Her neyse daha okula başlamadım, yavaş yavaş zamanı ileri alayım... -
13.
+2Daha okul çağına gelmeden istanbul'un bir yakasından diğer yakasına taşındık. Yeni semtimiz çok daha devasaydı. Daha çok boş alan vardı.. hem ormana hem de denize yakındı.. biraz daha orta halli insanların oluşturdukları yeni bir yerleşim yeriydi.. doksanların hemen başı..
Ben burada da sokak köpeği gibi takılıyordum, yeni yerler keşfediyordum.. herkes yeni olduğu için nadiren dayak yiyordum burada.. o yüzden sevmiştim yeni semtimizi.. çok geçmeden diğer çocukların ilgisini çektim.. benimle oyunlar oynamak istiyorlardı ama ben bundan hiç zevk almıyordum.. annelerinin gözü hep üzerlerindeydi.. bizimkiler gibi rahat değillerdi.. bu yüzden bin gibi hissediyordum kendimi.. en ufak tansiyon yükselmesinde müdahale ediyorlardı..Bu bana göre değildi ve hemen ortamdan uzaklaşıyordum..
En sonunda benden 3-4 yaş büyük çocukların ilgisini çektim. Beni yanlarına aldılar.. daha çok futbol oynuyorlardı.. onlar için futbol benim içinse dayak gibiydi. benden iri ve güçlü oldukları için onlarla oynamak çok yorucuydu.. yine de buna alıştım ve böylece mahallenin en iyi futbol oynayanlarindan biri oldum. Hâlâ her ortamda kafaya oynarım grubun en iyisinden daha iyi olmak için zütümü yırtarım.. eminim ki Barselona şuan beni antrenmanlarına alsa messiye kafa tutarım. Büyük ihtimalle rezil olurum ama zaten profesyonel futbol bana göre değil.. kısa süre sonra sıkılıp oynamak için başkalarını ararım.. neyse..

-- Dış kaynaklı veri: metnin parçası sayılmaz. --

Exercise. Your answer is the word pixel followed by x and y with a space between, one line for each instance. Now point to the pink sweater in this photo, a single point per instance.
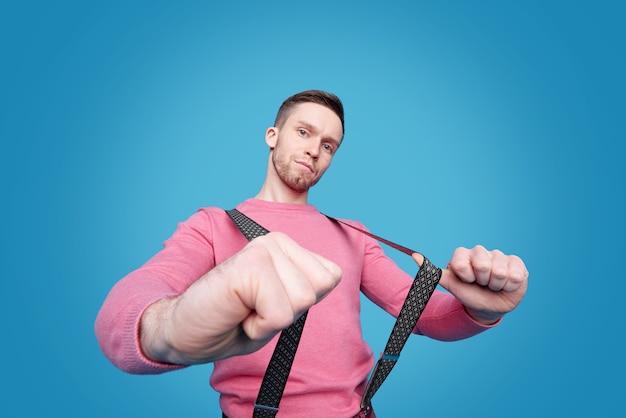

Bu benden yaşça büyük olan arkadaşlarim birer ikişer okula başladıkça ben yalnızlaştım.. herkesin okulda olduğu saatlerde mahallede kalan benim gibi daha 5-6 yaşında olup henüz okula başlamamış çocuklar hiç yoklarmış gibi büyük birilerini aramaya devam ederdim.. Sonunda 7-8-9 yaşlarına gelmelerine rağmen ailelerinin okula göndermediği büyük çocukları keşfettim ve onlar benim çok ilgimi çekti.. ilk başlarda yediğim birkaç dayaktan sonra arkadaş olmayı başardım.. fakat değişik birşey vardı onlarda.. diğer büyük çocuklar gibi top falan oynamıyorlardı... -
14.
+2... Bu yeni arkadaşlarım istanbul'un içinde köy hayatı yaşayan ailelerin çocuklarıydı.. Hiç duyar kasmayacağım, evlat olsa sevilmeyecek tiplerdi ki zaten sevilmiyorlardı.. çünkü ebeveynleri sevmeyi bilmeyen insanlardı. Aralarında Türkçe bilmeyenler çoktu.. eminim ki bir çoğu dağa çıkıp terör örgütlerine katılmıştır.. birkaç yılım işte böyle çocuklarla takılarak geçti.. aşırı derecede salak tiplerdi.. çaresizlikten onlarla zaman geçiriyordum.. babaları hapiste yada dağda olmayanlar genellikle hamallık, pazarcılık gibi işler yapıyordu. gecekonduda yaşıyorlardı.. tavukları ve küçükbaş hayvanları olanlar vardı.. bu çocuklar da işte böyle angarya işlerle görevlendirilmişlerdi.. kendi bölgelerinden sorumluydular ve oraya yaklaşmak çok ama çok zordu.. zaten bizim oturduğumuz mahalleden biraz uzakta oldukları için sabah çıkıp akşam geri gelirdim... Giderken yanımda evden çaktırmadan yanına aldığım oyuncaklarla giderdim.. top varsa topla giderdim.. bunu sadece aralarına girmek için yapardım.. onlar genellikle orta halli semtlere hırsızlık yapmak için giderlerdi.. oyuncaklar toplar falan unsurlarında değildi.. birkaç ayakkabı aşırıp biraz demir teneke veya karton toplayıp evlerine dönme peşindeydiler.. çok şükür ki biz onlar kadar dipte değildik.. neyse ki onlarla, onlara benzeyecek kadar fazla zaman geçirmeden okul hayatım başladı..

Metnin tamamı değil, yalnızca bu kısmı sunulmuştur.